Between now and then, the four candidates — incumbents Jeffrey M. Smith and Teresa R. Macaluso and political newcomers Cody J. Horbacz and Stephen A. Jennings — said they plan to spend a lot of time getting their message out.

The three men will continue going door to door. All four candidates also have lined up a series of media interviews over the next several days, they said.

“I’m just sticking with my message,” said Mr. Smith, who’s been on the council for 12 years.

He said he still intends to talk about the city’s rosy financial picture, the completed work on infrastructure and the fact that he believes the city is headed in the right direction.

On Wednesday, Mr. Horbacz, 27, garnered the endorsement of former council candidate Jasmine W. Borreggine, who ran an unsuccessful campaign in September’s primary. They were 2004 Watertown High School classmates. In a press release announcing the endorsement, Mrs. Borreggine said they have known each other for 13 years.

“I feel confident that our city would be blessed to have him take on this leadership role,” she wrote. “Cody would bring a much needed fresh perspective.”

Previously, another unsuccessful primary candidate, Rodney J. LaFave, endorsed Mr. Jennings.

On Sunday, about 100 supporters joined Mr. Horbacz at a fundraiser and get-together for supporters at the Pewter Mug bar.

“It kicked off the last week of the election cycle,” Mr. Horbacz said.

Mr. Smith is the only one of the four who has television commercials, with about 120 that are airing before the election. Mr. Smith is joining Ms. Macaluso and Mr. Horbacz in doing radio advertising. The four candidates are doing other advertising.

Mr. Jennings and Mr. Horbacz use social media, as well. Mr. Jennings also plans to give out a special gift for trick-or-treaters tonight to mark his campaign, he said. So far, he has knocked on about 1,200 doors, concentrating on areas with past voters, he said.

“I’m getting a positive reaction,” he said, adding that his get-the-vote-out strategy will include phoning friends, neighbors and family members to remind them to vote.

While she does not like going door to door, Ms. Macaluso said, she plans to do some in the waning days of the campaign. She got her message out mostly by sending out mailers that laid out her accomplishments during her first four-year term and her plans for the future. She intends to continue talking to customers at her business, Brew Ha Ha, 468 Coffeen St.

Over the course of the campaign, Mr. Horbacz raised and spent the most money, as he took in about $2,500 and had $2,400 in expenditures. Ms. Macaluso and Mr. Smith did not do any fundraising and used their own money.

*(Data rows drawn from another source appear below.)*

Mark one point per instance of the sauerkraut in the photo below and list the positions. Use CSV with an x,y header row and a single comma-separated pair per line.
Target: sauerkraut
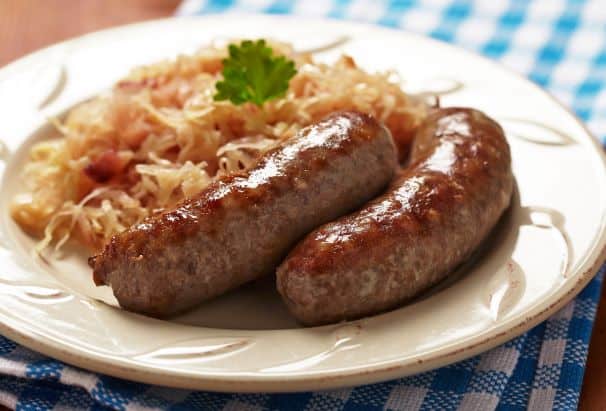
x,y
158,137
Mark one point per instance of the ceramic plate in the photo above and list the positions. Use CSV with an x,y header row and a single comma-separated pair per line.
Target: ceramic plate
x,y
548,246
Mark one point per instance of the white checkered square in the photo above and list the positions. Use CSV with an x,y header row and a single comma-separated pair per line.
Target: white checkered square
x,y
405,397
475,401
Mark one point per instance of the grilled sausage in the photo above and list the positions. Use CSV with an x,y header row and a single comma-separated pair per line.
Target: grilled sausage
x,y
431,218
241,226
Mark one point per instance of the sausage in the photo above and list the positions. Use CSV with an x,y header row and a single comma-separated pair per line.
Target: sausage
x,y
241,226
430,219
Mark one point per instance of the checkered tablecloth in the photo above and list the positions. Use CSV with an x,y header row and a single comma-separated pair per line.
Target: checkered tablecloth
x,y
561,45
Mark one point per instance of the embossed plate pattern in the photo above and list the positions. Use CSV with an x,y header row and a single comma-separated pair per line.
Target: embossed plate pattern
x,y
546,249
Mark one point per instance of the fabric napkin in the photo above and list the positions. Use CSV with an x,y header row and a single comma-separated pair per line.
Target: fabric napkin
x,y
561,45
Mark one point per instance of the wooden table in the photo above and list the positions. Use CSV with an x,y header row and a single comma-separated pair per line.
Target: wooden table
x,y
26,25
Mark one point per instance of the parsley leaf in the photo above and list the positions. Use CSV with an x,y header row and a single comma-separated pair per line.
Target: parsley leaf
x,y
253,74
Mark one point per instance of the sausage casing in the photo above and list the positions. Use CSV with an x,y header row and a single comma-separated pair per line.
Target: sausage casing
x,y
241,226
431,218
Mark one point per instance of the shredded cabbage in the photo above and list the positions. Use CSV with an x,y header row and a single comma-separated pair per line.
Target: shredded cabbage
x,y
158,137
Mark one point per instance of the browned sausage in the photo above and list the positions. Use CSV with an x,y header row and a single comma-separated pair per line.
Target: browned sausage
x,y
242,226
429,220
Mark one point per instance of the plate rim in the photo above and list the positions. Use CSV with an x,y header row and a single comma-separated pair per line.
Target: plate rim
x,y
312,380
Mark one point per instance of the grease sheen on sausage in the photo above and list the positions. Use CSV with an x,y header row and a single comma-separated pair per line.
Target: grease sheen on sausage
x,y
430,219
241,226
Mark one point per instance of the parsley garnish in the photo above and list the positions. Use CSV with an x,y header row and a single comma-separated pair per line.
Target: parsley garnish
x,y
252,73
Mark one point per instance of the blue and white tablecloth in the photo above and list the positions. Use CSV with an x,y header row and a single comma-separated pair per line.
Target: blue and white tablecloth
x,y
559,44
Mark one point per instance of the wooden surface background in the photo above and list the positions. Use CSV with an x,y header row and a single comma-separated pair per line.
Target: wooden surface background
x,y
26,25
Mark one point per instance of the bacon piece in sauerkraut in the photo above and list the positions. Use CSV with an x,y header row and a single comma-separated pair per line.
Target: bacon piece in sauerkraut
x,y
158,137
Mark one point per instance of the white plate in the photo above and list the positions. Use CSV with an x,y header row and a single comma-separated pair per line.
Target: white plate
x,y
547,248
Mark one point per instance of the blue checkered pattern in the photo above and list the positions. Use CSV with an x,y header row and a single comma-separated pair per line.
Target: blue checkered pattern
x,y
559,44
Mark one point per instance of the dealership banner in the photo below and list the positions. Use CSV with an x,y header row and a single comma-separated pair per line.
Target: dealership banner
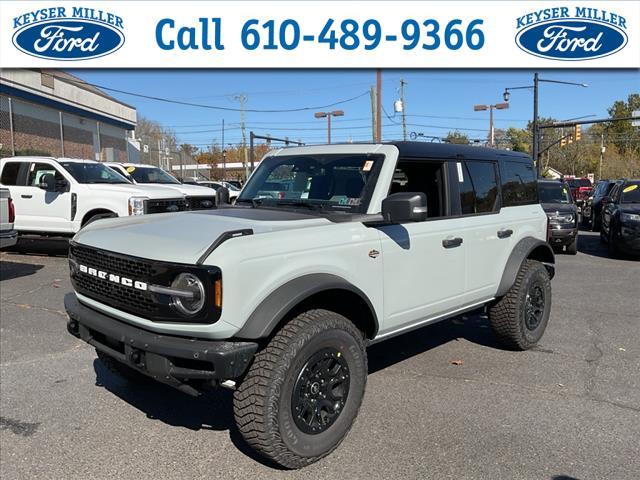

Ms. Macaluso spent about $1,400 and Mr. Smith about $1,200. The three filed financial disclosure forms with the state Board of Elections. Mr. Jennings did not, saying he was told he did not have to since he spent less than $500.

All four candidates are expected to attend a meet-the-candidates luncheon at noon today at the Italian-American Civic Association, Bellew Avenue, sponsored by the Women’s Council of Realtors.

The two candidates with the most votes will be elected to four-year terms on the council. Voters can vote for two candidates.